Derrick Atterberry

No. 8, 23
- Position:: Defensive back

Personal information
- Born:: November 1, 1972 (age 52) Dayton, Ohio, U.S.
- Height:: 6 ft 0 in (1.83 m)
- Weight:: 190 lb (86 kg)

Career information
- High school:: John H. Patterson (Dayton)
- College:: Vanderbilt (1991–1994)
- NFL draft:: 1995: undrafted

Career history
- Memphis Mad Dogs (1995); Indianapolis Colts (1996)*; Miami Dolphins (1997)*; → Amsterdam Admirals (1997)*; Nashville Kats (1997); Tampa Bay Storm (1999);
- * Offseason and/or practice squad member only
- Stats at ArenaFan.com

= Derrick Atterberry =

American football player (born 1972)

Derrick D. Atterberry (born November 1, 1972) is an American former football defensive back. He played college football at Vanderbilt University, and professionally for the Memphis Mad Dogs of the Canadian Football League (CFL) and the Nashville Kats of the Arena Football League (AFL). He was also a member of the Indianapolis Colts and Miami Dolphins of the National Football League (NFL).

==Early life and college==
Derrick D. Atterberry was born on November 1, 1972, in Dayton, Ohio. He attended John H. Patterson Career Center in Dayton for high school and graduated in 1991. He earned Dayton Daily News All-Area honors while in high school.

Atterberry was a member of the Vanderbilt Commodores of Vanderbilt University from 1991 to 1994. He was redshirted in 1991. He was a two-year letterman from 1993 to 1994. Atterberry started one game at cornerback in 1994. In March 1995, it was reported that Atterberry was quitting the team and skipping his senior season. Nevertheless, he still graduated from Vanderbilt in 1995.

==Professional career==
Atterberry signed with the Memphis Mad Dogs of the Canadian Football League on April 12, 1995. He dressed in six games for the Mad Dogs during the 1995 season, posting two defensive tackles and two special teams tackles.

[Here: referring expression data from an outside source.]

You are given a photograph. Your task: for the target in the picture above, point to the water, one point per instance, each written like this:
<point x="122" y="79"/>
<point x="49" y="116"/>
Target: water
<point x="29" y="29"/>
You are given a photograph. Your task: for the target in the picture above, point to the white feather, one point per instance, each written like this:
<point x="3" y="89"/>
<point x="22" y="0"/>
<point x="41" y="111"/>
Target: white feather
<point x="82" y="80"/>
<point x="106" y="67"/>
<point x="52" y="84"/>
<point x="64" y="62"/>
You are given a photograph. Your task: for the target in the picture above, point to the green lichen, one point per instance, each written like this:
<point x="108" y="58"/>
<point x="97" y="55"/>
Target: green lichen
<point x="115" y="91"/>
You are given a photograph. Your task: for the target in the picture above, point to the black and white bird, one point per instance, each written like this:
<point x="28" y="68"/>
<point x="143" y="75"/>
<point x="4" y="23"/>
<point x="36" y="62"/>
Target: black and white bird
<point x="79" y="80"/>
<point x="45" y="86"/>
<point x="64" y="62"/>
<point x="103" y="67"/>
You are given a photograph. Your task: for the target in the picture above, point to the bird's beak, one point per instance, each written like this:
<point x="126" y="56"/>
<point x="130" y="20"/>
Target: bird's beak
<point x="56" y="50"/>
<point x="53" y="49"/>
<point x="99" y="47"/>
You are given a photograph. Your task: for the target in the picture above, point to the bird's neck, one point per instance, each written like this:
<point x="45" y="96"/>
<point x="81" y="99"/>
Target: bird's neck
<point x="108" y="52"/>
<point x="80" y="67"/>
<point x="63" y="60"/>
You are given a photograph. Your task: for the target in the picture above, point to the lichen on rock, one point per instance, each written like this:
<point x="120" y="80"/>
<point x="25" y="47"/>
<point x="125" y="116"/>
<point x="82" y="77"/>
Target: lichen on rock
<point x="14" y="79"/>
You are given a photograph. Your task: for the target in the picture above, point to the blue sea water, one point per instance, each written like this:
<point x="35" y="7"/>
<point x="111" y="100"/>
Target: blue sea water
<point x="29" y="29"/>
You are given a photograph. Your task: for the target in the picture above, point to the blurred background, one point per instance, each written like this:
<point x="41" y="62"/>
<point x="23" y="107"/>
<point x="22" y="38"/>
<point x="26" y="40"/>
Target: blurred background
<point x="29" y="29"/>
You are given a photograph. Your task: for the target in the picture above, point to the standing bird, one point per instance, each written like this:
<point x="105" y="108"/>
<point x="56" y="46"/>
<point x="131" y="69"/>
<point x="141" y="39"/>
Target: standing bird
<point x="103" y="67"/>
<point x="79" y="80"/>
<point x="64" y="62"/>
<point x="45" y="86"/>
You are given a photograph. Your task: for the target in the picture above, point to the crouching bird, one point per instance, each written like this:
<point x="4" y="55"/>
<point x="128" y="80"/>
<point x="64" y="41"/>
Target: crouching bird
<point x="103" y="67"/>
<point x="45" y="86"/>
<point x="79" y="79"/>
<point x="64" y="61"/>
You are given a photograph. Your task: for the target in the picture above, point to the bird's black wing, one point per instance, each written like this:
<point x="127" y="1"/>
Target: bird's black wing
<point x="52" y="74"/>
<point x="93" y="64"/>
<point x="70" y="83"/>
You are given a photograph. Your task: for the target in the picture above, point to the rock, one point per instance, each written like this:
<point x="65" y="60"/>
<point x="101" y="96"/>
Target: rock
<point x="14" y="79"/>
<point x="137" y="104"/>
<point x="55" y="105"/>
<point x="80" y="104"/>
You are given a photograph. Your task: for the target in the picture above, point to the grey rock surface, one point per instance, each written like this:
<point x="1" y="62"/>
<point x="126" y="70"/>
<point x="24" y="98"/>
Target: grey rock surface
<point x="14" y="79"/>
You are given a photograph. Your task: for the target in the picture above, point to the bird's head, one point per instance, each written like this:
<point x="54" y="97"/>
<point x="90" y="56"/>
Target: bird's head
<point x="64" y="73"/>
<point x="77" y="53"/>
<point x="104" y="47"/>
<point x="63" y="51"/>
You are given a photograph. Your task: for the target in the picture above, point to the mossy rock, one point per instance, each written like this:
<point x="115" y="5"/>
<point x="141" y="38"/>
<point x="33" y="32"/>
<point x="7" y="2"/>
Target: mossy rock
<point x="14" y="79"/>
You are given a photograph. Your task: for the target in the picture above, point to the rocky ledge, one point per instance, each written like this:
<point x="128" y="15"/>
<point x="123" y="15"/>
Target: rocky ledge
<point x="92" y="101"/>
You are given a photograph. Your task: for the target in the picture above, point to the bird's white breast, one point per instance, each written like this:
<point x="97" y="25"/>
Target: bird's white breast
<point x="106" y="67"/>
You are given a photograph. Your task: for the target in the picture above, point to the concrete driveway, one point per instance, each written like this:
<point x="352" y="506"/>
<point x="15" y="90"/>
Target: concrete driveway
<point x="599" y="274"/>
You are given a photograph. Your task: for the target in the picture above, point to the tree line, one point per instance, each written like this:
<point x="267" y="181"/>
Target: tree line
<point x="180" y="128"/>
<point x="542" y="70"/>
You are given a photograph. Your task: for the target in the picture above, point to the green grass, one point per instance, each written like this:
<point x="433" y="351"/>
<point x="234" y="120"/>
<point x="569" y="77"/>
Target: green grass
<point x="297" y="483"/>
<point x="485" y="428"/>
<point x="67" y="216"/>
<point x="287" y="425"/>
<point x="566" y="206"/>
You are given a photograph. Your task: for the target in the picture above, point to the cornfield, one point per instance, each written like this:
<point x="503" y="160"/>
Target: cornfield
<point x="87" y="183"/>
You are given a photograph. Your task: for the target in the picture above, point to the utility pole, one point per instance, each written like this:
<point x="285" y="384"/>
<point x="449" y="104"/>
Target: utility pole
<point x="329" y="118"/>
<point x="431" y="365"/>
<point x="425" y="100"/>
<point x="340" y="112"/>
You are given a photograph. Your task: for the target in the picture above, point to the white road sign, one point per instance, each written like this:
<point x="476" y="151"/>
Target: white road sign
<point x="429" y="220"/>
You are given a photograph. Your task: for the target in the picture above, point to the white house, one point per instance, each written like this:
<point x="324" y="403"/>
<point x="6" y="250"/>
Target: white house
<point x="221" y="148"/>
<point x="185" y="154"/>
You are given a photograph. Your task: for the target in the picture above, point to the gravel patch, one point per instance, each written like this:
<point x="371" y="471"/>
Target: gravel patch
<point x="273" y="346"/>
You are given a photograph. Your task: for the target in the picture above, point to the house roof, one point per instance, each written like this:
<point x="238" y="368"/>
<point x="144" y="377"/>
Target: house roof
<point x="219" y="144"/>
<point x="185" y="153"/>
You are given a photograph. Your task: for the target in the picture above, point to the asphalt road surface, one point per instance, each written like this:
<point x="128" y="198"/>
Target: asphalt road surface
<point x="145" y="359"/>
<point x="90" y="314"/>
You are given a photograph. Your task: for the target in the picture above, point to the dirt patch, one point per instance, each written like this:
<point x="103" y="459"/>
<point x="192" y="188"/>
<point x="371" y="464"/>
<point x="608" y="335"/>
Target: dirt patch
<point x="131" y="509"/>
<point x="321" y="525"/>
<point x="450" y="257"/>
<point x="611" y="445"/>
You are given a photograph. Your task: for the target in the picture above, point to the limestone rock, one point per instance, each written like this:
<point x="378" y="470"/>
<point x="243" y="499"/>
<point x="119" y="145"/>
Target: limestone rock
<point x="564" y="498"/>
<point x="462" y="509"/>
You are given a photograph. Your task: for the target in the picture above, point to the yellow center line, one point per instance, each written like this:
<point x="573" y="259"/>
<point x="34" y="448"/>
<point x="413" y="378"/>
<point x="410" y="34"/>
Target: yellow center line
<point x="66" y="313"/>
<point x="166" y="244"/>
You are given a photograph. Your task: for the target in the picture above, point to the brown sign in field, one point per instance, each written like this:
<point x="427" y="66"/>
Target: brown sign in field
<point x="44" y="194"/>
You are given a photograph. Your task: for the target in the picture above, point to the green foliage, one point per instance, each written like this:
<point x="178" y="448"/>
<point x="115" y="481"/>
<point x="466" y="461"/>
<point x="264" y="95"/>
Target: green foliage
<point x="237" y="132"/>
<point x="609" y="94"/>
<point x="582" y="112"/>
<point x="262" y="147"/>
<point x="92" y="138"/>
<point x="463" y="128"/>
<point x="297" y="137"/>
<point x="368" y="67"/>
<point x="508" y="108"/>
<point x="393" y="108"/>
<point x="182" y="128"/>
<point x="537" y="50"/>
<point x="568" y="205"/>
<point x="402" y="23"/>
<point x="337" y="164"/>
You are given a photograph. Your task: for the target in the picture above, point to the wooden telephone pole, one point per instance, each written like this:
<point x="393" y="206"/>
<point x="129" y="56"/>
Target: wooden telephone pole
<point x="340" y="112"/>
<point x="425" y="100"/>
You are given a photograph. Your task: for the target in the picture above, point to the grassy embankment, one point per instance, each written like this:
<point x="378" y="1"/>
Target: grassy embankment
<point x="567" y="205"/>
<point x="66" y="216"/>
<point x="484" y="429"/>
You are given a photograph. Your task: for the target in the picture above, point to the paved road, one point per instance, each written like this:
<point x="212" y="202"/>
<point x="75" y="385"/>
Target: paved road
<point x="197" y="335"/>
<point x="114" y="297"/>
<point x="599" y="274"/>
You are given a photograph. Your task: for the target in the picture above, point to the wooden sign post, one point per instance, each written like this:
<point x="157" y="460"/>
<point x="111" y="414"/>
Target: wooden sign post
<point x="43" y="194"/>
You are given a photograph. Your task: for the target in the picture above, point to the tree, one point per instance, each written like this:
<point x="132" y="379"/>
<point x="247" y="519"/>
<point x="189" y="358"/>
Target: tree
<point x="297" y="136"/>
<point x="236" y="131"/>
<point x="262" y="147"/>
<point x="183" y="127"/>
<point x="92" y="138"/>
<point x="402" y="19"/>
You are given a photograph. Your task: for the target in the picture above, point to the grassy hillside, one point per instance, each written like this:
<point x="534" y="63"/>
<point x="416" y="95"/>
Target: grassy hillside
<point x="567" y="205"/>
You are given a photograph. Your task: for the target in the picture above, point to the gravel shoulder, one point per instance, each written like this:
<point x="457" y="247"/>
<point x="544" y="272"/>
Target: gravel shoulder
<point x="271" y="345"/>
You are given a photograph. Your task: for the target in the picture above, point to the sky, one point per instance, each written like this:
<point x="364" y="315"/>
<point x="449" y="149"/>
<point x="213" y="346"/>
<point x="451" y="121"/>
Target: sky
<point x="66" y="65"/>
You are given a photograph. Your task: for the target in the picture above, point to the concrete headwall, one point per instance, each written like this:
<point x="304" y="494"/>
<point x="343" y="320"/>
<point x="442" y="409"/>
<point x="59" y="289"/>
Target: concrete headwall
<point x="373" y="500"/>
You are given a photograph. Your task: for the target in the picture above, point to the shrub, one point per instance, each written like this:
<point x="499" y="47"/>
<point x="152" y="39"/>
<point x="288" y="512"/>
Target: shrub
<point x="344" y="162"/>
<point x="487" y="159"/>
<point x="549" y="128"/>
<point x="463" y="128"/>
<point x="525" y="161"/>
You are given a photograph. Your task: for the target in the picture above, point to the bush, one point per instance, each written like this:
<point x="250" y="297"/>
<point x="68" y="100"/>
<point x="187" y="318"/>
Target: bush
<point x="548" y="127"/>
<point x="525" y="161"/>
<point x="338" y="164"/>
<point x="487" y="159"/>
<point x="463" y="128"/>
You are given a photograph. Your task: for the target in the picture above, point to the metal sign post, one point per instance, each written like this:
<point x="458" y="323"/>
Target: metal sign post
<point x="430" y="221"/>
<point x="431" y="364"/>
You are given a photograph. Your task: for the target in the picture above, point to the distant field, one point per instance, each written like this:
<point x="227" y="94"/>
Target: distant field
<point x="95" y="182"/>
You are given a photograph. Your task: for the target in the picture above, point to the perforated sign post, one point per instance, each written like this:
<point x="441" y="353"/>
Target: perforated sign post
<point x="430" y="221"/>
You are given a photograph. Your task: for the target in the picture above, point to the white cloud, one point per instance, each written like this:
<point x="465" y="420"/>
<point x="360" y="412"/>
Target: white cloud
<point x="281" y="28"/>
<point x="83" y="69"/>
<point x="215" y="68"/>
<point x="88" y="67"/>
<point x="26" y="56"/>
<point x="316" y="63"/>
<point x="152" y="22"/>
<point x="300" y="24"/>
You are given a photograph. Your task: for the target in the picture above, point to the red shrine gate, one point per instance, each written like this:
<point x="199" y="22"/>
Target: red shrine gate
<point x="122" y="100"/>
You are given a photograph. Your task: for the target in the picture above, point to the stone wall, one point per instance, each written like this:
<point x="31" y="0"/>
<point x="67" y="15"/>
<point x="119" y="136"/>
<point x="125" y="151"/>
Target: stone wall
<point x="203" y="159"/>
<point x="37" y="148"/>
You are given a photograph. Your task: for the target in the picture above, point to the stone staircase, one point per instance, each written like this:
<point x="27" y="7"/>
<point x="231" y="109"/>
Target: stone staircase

On March 19, 1996, Atterberry signed a two-year contract with the Indianapolis Colts of the National Football League (NFL). Atterberry's agent, Ron Todd, stated that Atterberry would earn the league minimum of $131,000 his first year and $164,000 his second year. He was waived by the Colts on July 21, 1996.

Atterberry had a tryout with the NFL's Miami Dolphins on February 13, 1997. He then signed a two-year deal with the Dolphins. On February 20, 1997, it was reported that the Dolphins had allocated him to NFL Europe to play for the Amsterdam Admirals. However, he never played for the Admirals. Atterberry was released by the Dolphins in April 1997.

Atterberry then played in four games for the Nashville Kats of the Arena Football League (AFL) as a defensive specialist during the 1997 season, recording 12 solo tackles, one forced fumble, and one pass breakup. He re-signed with the Kats on January 21, 1998. Atterberry was waived on April 13, 1998, a few weeks before the start of the 1998 season.

Atterberry signed with the Tampa Bay Storm of the AFL for the 1999 season. He began the season on injured reserve and never played for the Storm.

==Post-playing career==
Atterberry was the defensive backs coach for the Alabama State Hornets in 2000. He left the team after the season to join the CIAA office. He later became an assistant football coach at Springfield High School in Springfield, Ohio.